We already know we need a new standard model! Since it was coined as such. What would be really cool is something that is not predicted by any contending theories :) that way we would really have to scratch our heads! We need a paradigm shift in the sciences...although this is far fetched, it would be one of the coolest things ever. Higgs, Dark Matter, Dark Energy, Gravity...what are we really looking at? When every one in the world is going to be going "what the hell!" that would truly be an achievement and defiantly worthwhile. Go LHC!

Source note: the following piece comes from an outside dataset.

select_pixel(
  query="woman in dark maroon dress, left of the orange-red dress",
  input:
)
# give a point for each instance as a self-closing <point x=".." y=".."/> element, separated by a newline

Looks like soon something interesting is headed our way. Whether the Higgs is found(ie. Higgs boson/quanta verification of the Higgs field), or something even more intriguing... Perhaps something like a field with layered density gradients of varying surface tensions, that absorb/reflect correspondingly "sized" wavelengths(compton, etc), thus decohering superposition of it's surroundings given a certain "falloff". Anyhow
The LHC just inspires my imagination. Such a grand time to be a part of, IMO.
But seriously, it's just my eyelid.
Or is it?
For example, to neutrinos annihilate each other in double-beta-decay, then consider baryogenisis given sphaleron transitions arriving at a "light matter" bias in our region. looks like baryon and lepton number violation, although B%u2212L is conserved(or so it seems).
Just an idea, Though I'm still just learning myself.